There is no Maryland statute that names sweepstakes casinos as legal or illegal, so the honest answer is that their status is unsettled. The state gaming regulator has treated many of them as operating against existing gambling law and has sent cease-and-desist letters, but that is an enforcement position rather than a court ruling or a specific ban.
Why did Maryland fail to ban sweepstakes casinos in 2026?
House Bill 295 and a companion measure passed the House of Delegates, with HB 295 clearing on a 105 to 24 vote, but neither moved through the Senate committee before the session ended in April. Without Senate action, the bills died and the prohibition never became law.
Is online casino gaming legal in Maryland?
No.
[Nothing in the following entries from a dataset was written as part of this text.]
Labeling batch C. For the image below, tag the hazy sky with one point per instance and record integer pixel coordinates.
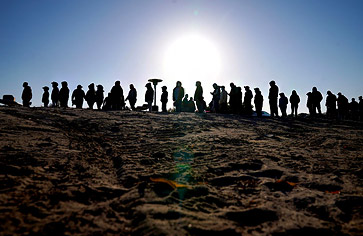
(297, 43)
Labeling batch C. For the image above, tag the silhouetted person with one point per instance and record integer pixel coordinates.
(185, 103)
(107, 103)
(248, 100)
(132, 96)
(294, 101)
(55, 94)
(233, 98)
(309, 103)
(343, 104)
(78, 96)
(283, 101)
(64, 95)
(353, 109)
(99, 96)
(164, 98)
(178, 94)
(272, 97)
(258, 102)
(216, 95)
(331, 105)
(45, 97)
(198, 97)
(223, 100)
(149, 96)
(361, 108)
(117, 95)
(191, 105)
(27, 95)
(316, 99)
(91, 95)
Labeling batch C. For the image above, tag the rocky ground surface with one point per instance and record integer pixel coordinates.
(72, 172)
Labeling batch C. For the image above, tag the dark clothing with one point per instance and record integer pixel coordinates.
(258, 103)
(26, 96)
(45, 98)
(117, 97)
(273, 96)
(77, 97)
(91, 97)
(63, 97)
(55, 96)
(164, 100)
(132, 97)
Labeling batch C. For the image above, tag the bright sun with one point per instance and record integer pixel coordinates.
(192, 58)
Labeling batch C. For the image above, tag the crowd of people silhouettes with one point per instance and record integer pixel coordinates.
(337, 106)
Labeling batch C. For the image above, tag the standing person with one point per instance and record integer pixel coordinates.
(198, 97)
(216, 95)
(248, 100)
(272, 97)
(78, 96)
(117, 95)
(64, 95)
(45, 97)
(258, 102)
(343, 104)
(223, 100)
(132, 97)
(164, 98)
(55, 94)
(309, 103)
(26, 95)
(99, 96)
(91, 96)
(294, 101)
(283, 104)
(149, 96)
(178, 94)
(316, 99)
(331, 105)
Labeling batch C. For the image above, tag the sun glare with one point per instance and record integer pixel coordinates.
(192, 58)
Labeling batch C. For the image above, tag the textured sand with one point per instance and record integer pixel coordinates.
(71, 172)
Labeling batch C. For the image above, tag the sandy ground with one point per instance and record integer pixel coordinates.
(82, 172)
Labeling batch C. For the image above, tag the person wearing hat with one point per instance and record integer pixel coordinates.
(91, 96)
(283, 104)
(55, 94)
(45, 97)
(272, 97)
(248, 100)
(164, 98)
(258, 102)
(149, 96)
(99, 96)
(132, 97)
(78, 96)
(26, 95)
(64, 95)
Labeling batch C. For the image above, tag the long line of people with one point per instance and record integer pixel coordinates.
(337, 106)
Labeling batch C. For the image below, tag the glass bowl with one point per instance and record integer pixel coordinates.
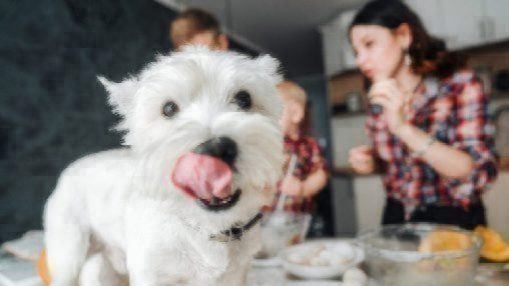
(421, 255)
(282, 229)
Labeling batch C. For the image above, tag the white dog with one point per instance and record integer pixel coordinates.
(181, 205)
Maryland legalized retail casinos and mobile sports betting through voter referendums, but it has not legalized online casino gaming. Bills to do so stalled in 2024, 2025, and 2026, partly because any new commercial gambling expansion would also require a statewide referendum.
Can a Maryland resident get in trouble for playing on a sweepstakes app?
In practical terms, the legal exposure sits with operators rather than players, and most users will never face consequences. The state has aimed its enforcement and proposed penalties at the companies running the platforms, not at individuals using them.
Where can I read the actual Maryland legislation about this?
The Maryland General Assembly publishes bill text, sponsors, votes, and status on its official legislative website. The 2026 interactive-games prohibition bill, House Bill 295, is documented there in full, which is the most reliable place to see exactly what lawmakers proposed.